Maintenance of the cell volume within physiological limits under anisosmotic conditions is an important prerequisite for survival and functioning of the cell. Cell volume alterations are also involved in numerous cellular events and are recently considered to be integrated into a physiological signal transduction network. Cell swelling induced by anisosmotic environment, hormones, oxidative stress, or substrate uptake evokes an immediate secretory burst of the material (peptide hormones, enzymes) stored in secretory vesicles from various types of cells (endocrine cells, neurons, leukocytes, exocrine pancreatic cells). The dynamics of this secretion are indistinguishable from those induced by specific secretagogues.
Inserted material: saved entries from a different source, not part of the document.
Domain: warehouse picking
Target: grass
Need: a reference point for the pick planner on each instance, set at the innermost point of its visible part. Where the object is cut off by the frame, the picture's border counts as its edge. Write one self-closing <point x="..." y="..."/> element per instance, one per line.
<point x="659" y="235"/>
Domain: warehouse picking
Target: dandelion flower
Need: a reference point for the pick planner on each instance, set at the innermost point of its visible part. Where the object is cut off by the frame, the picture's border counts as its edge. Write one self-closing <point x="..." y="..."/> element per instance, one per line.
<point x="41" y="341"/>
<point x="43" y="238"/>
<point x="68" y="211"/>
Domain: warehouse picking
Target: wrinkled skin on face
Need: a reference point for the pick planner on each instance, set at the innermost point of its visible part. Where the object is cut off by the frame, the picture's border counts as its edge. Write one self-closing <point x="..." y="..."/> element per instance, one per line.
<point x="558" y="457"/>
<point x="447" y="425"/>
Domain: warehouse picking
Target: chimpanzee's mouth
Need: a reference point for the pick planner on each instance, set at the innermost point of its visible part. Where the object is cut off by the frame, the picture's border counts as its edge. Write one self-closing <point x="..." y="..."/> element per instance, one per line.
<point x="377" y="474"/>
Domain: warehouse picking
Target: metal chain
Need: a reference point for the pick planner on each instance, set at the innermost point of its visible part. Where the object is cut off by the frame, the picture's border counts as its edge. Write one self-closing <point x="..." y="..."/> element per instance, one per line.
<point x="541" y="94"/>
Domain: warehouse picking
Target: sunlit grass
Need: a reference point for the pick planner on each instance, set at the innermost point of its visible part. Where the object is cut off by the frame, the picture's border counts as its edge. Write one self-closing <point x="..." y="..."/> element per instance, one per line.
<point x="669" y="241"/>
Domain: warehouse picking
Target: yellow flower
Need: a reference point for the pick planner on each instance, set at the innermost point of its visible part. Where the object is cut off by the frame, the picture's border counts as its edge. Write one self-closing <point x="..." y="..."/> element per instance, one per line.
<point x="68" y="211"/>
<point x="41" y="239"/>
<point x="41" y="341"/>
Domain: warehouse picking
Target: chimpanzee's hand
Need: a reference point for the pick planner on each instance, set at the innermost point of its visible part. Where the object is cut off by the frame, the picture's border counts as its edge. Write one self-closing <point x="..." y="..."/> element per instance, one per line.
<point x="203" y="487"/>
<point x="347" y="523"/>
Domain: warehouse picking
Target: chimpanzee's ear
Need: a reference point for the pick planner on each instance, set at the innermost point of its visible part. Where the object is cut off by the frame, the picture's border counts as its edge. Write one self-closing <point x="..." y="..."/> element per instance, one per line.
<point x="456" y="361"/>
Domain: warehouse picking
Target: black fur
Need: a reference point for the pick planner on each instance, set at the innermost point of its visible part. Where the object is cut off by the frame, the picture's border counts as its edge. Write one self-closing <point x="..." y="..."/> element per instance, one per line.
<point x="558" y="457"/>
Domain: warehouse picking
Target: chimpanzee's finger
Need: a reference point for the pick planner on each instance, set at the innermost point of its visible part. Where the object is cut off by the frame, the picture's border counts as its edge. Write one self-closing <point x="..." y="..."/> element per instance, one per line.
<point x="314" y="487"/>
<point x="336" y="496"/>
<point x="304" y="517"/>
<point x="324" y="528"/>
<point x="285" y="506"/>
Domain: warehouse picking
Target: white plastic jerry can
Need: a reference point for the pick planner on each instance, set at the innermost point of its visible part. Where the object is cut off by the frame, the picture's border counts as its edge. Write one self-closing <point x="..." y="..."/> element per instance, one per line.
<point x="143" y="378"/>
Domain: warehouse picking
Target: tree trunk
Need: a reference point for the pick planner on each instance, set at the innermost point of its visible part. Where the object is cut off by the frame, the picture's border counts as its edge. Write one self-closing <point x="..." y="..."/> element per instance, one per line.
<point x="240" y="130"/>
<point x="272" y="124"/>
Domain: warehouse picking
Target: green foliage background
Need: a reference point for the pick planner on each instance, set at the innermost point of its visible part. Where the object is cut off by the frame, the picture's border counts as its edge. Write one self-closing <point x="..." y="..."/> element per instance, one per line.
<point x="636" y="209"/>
This regulated secretion does not require a rise in the intracellular Ca2+. Using various tissues (pituitary, pancreatic islets, brain structures), hormones (prolactin, insulin, thyrotropin - releasing hormone - TRH, oxytocin), and inhibitors, we found that hormone secretion induced by cell swelling is not depressed by inhibition of stretch-activated channels (GdCl3), mercury-sensitive aquaporins, protein kinase C (bisindolylmaleimide), microtubules and microfilaments (colchicine, cytochalasin)and does not involve arachidonic acid metabolites, prostaglandins and leukotrienes (indomethacin, NDGA). The blockade of Na+-K+-dependent ATPase, that of Na+ channels, or that of K+ channels exerted no effect on hyposmolarity-induced hormone secretion in pituitary cells. Norepinephrine, a physiological inhibitor of secretion of insulin, did not inhibit hypotonicity-induced secretion from pancreatic islets. The participation of such a general biophysical phenomenon in physiological reactions raises a question of its specificity. Cell swelling induced by an isosmotic ethanol-containing medium evoked release of TRH from hypothalamic paraventricular nucleus and posterior pituitary, while oxytocin (known to be engaged in the water and salt regulation) release was not stimulated.